In some ways, Herzog's most iconic film is "The Rapture of Carpenter Steinel," a documentary about a ski jumper. That guy was so good, if he didn't take the initiative to descend midway, he would fly over the landing area and land in the parking lot. Instead, his talent became a limitation, and he dreamed of flying forever in the air. So many of the protagonists in Herzog's films, real or fictional, have such dreams of escape, and they are all too egoistic to accomplish his goals without thinking (and are so intensely themselves that they carry his purpose unthinkingly).

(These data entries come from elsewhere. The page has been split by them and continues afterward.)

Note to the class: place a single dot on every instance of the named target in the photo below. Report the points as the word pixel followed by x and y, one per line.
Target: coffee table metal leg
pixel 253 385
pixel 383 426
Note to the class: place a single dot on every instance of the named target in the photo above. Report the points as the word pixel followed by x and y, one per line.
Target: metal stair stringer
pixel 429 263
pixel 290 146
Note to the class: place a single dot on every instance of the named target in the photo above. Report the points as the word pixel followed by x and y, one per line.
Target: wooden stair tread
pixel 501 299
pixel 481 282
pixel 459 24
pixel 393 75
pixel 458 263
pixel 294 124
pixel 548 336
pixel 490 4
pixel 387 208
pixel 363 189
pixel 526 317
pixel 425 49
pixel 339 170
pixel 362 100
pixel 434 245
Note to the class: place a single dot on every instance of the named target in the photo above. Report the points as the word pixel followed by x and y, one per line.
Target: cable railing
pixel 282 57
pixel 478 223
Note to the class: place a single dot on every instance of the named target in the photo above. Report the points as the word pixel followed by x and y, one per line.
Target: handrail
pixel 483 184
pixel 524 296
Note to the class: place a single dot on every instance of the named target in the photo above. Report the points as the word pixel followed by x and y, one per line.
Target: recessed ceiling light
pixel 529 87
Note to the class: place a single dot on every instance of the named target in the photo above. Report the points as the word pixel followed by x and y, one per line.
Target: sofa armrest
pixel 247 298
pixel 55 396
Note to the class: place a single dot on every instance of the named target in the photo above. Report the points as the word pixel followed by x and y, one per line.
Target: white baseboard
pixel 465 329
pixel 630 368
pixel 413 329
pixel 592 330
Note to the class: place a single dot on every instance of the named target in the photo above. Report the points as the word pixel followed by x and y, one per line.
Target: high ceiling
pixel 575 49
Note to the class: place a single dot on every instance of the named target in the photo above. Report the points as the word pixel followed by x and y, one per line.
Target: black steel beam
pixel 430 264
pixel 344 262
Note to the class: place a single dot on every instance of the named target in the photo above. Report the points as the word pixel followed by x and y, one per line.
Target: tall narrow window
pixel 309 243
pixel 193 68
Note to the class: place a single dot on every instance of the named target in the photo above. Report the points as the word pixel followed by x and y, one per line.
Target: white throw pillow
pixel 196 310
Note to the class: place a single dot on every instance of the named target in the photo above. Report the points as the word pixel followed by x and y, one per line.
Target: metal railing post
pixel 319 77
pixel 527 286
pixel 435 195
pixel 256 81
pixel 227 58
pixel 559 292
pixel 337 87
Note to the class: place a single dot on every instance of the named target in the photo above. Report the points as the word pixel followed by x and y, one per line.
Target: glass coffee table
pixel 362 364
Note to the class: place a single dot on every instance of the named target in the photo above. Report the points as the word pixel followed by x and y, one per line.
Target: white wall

Jasper Hershey is a lyrical film about the least lyrical people. Bruno S is as solidity as the horses and cows he often surrounds himself with, the way he faces the world reminds me of WG Sebald about people and animals looking at each other through a gap of mutual incomprehension the comment of. The film's locations, natural world details and music all embody the world Jasper dreams of after escaping his immutable dungeon. He never had a dream in the dungeon, he explained. I thought maybe it was because he knew nothing but dungeons and had nothing to dream about.
The film is often compared to Truffaut's "Wild Child" (1970), which also takes place in the same century and tells the story of a boy from a big forest, perhaps raised by animals. A psychiatrist tried to "civilize" him, but could not change his natural nature. Jasper was also the subject of research. In the film, a professor tests Jasper with a riddle of two villages: one with people who don’t tell the truth, and the other with people who don’t tell lies. When you meet a man on your way to these two villages, Jasper is asked, what question do you have to ask him to be sure which village he is from? "I'll ask him if you're a tree frog?" Jasper replied with a hint of smugness.
There is also a British playboy Stanhope in the movie. He introduced Jasper to outsiders as his "guardian", but unexpectedly found that his guardian did not like to be exhibited at a masquerade party. Jasper seemed delighted to allow the village to use his vaudeville performances to pay off debts, but a Brazilian flutist who accompanied him thought the village would starve to death if he stopped performing. To prove he was Brazilian, he opened his mouth to speak in his native tongue, forgetting his prophecy.
The German title of the film can be translated as, "Every man for himself, God against all." This seems to be a generalization of Jasper's thinking. The prisoner's ancestry has attracted investigators of all stripes from the moment he first appeared. Is he a secret heir to the throne? The illegitimate child of a rich man? We had previously caught a glimpse of the man who locked him up and released him, standing behind him and kicking his boots to force him to walk. Who is this guy? never explained. He may be the personification of Jasper's fate. Maybe someone is standing behind us, kicking our shoes. We are poor mortals who always dream of flying.